It’s been so long since the Middle East last experienced undeniably good news, that observers can be forgiven if they have difficulty recognizing it when it happens. But the “Abraham Accords” is indeed one of those moments.
It is a strategic victory for Israel, which has begun a path toward normalization with an Arab government for only the third time, and the first for one in the Gulf. Equally important, Israel has now forsworn a unilateral annexation of much of the West Bank, which would have been a fundamental strategic error. This is also a clear political victory for Prime Minister Benjamin Netanyahu and President Donald Trump, who will argue with some credibility that the open threat of West Bank annexation played a material role in providing the necessary context for the UAE to take this step.
It is a major strategic victory for the UAE, which has demonstrated a rare willingness to take risks in the interests of peace and has publicly positioned itself as both a beacon of religious tolerance and a protector of Palestinian interests.
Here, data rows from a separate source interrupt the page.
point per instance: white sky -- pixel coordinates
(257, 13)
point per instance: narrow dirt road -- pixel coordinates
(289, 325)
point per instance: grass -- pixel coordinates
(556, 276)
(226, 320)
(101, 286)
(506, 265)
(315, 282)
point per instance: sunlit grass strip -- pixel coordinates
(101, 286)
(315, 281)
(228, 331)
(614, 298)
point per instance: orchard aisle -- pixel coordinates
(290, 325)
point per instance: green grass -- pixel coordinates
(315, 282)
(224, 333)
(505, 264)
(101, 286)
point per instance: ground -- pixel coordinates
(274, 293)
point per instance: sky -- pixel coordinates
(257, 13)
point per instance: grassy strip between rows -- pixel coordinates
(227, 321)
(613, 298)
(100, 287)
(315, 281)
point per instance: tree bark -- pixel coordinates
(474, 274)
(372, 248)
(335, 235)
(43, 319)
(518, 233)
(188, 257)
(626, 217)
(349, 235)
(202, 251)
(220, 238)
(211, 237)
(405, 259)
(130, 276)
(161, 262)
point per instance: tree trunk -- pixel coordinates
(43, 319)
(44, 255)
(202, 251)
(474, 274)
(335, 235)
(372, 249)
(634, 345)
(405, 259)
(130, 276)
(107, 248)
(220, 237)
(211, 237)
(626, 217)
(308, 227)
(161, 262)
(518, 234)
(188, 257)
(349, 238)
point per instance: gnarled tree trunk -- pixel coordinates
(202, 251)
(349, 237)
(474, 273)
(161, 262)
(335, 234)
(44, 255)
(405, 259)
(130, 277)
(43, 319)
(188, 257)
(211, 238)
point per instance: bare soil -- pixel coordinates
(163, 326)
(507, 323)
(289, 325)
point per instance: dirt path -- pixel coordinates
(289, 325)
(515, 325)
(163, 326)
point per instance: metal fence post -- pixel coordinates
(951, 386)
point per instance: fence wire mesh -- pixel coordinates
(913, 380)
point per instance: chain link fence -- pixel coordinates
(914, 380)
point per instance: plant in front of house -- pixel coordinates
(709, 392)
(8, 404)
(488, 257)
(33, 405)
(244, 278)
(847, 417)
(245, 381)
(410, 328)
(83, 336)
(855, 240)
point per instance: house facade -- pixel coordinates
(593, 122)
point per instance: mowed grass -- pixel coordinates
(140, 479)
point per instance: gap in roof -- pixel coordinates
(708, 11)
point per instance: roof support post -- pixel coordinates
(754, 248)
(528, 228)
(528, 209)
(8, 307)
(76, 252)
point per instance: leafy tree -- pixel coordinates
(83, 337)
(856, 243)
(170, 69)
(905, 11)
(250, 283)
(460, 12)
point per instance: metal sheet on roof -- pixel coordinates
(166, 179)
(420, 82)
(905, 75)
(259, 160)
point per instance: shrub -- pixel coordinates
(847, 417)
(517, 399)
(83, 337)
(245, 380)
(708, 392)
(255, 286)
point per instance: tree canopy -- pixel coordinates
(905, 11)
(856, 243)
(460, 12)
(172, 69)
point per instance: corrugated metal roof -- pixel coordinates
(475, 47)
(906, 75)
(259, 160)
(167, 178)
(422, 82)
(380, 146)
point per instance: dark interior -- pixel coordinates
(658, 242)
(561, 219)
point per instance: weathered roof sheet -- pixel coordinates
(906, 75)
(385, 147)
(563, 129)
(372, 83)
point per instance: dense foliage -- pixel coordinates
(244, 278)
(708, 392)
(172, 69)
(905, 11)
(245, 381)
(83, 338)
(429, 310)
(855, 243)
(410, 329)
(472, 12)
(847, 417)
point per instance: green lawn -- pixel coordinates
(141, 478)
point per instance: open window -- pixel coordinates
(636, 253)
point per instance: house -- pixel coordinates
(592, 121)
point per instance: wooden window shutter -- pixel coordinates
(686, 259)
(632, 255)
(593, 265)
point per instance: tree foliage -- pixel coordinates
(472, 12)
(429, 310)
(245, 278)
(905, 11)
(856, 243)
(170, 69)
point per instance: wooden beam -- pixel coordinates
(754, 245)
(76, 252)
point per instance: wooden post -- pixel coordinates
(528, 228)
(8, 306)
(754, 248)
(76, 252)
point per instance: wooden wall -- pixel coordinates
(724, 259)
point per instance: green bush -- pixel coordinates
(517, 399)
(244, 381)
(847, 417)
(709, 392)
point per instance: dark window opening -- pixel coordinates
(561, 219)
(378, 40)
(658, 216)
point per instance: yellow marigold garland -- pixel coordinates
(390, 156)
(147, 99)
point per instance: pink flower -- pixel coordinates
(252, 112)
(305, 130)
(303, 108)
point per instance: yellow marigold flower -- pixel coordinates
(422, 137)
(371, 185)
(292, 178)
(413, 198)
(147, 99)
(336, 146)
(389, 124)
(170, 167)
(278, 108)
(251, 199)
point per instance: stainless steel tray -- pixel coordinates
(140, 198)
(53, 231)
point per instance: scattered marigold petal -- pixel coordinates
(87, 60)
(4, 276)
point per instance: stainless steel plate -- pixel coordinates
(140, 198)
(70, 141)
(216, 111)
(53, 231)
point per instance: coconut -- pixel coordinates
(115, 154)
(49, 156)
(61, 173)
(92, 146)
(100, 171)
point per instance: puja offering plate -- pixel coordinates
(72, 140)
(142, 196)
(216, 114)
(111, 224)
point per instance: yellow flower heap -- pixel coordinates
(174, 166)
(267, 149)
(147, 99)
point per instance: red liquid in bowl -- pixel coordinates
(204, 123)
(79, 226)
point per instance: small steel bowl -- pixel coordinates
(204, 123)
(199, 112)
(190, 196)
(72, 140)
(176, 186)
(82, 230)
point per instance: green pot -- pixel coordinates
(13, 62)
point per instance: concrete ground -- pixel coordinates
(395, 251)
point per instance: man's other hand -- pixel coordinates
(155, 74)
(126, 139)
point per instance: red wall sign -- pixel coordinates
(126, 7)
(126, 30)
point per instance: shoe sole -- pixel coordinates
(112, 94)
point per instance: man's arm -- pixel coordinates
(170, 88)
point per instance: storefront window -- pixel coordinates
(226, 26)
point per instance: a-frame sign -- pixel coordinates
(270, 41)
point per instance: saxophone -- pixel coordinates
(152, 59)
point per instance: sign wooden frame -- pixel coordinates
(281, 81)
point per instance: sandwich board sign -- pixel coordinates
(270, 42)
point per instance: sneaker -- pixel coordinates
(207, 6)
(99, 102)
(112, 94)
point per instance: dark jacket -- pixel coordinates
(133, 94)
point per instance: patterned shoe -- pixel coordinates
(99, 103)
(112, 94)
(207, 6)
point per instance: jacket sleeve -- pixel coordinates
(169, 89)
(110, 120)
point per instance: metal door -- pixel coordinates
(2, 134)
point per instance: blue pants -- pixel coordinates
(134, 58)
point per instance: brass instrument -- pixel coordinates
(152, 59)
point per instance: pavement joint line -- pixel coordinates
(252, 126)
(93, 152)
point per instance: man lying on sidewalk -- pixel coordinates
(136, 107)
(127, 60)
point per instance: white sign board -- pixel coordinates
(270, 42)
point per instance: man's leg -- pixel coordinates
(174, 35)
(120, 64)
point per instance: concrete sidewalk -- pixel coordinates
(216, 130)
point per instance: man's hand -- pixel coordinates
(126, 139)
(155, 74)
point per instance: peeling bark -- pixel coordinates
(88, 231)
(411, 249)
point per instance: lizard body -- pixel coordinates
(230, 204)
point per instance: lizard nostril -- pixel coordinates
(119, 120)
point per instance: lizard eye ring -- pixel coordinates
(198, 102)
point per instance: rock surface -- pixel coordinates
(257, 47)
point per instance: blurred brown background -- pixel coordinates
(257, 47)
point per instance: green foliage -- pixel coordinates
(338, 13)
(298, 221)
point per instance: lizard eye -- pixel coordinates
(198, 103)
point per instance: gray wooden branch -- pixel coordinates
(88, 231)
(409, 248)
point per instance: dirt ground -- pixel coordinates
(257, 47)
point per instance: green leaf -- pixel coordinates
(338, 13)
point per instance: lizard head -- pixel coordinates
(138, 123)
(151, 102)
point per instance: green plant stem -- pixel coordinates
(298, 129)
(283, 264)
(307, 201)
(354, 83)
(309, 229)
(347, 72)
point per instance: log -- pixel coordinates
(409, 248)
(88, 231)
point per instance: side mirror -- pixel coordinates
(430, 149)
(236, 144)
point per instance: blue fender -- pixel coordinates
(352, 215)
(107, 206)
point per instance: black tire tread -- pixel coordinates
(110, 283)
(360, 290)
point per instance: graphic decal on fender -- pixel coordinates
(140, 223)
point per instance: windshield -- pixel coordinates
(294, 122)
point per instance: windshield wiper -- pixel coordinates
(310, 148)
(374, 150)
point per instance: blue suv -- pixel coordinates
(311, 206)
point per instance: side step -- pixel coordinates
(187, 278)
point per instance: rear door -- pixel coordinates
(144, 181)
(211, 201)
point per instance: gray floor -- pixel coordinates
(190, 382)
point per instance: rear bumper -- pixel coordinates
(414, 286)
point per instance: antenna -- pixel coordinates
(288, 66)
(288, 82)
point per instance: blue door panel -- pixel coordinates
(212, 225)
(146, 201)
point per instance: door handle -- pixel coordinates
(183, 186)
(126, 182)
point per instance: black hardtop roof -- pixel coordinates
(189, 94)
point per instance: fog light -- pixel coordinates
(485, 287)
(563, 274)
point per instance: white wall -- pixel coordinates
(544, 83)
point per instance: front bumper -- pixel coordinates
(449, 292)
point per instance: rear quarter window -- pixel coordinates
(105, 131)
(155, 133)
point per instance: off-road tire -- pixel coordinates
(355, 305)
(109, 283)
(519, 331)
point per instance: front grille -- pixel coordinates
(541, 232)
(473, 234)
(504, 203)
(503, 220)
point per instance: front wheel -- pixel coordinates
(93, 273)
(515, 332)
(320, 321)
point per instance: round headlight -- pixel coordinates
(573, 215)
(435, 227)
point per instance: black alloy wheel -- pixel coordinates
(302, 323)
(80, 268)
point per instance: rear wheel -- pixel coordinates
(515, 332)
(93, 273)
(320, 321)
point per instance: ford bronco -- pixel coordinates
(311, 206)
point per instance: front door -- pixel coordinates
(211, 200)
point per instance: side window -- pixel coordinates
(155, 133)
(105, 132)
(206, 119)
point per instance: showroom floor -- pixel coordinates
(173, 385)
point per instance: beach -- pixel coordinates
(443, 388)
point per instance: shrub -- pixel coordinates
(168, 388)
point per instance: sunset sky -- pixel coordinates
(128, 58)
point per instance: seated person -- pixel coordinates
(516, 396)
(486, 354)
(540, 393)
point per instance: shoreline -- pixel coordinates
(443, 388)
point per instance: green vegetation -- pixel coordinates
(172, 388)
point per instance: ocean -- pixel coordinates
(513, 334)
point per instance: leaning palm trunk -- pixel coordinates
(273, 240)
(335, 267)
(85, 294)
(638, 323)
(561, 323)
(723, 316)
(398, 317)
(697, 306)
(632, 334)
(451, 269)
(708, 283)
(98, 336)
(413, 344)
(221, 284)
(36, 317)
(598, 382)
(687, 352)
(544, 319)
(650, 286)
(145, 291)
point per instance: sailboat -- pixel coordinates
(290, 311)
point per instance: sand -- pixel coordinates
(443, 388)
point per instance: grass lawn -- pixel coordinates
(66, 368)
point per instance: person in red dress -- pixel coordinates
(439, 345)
It now allows the UAE to greatly expand on the economic, cultural, and security relationships it has been quietly building with Israel and bring many of those previously secret arrangements out into the open. At the same time, it is a wise political move for the UAE in the context of its relations with the United States and in the final months of a US presidential campaign. In addition to the support it will immediately receive from Republican circles, the UAE will be able to further distinguish its approach from that of Saudi Arabia, which is increasingly the target of Democratic disapprobation.
It is a strategic victory for regional security as it increases the pressure on Iran and its proxies. Over the four decades since the revolution, the regime in Iran has been the greatest beneficiary of the structural disunity between all of those who are threatened by its malign behavior. Tehran will undoubtedly unleash a propaganda barrage against Israel and the UAE in an attempt to provoke the proverbial “Arab street” and position itself as the sole defenders of Muslims against the “Zionist entity.” But they will likely fail. Egypt and Jordan already have relations with Israel and will work to control any major anti-Israeli movements; the countries of Levant, which for decades could be reliably counted upon to protest against Israel, are today each facing more immediate existential crises; and the countries of the Gulf share Israel’s view of the threat from Iran. What will be left will be a new potential for a growing regional anti-Iran coalition, a major strategic setback for Tehran.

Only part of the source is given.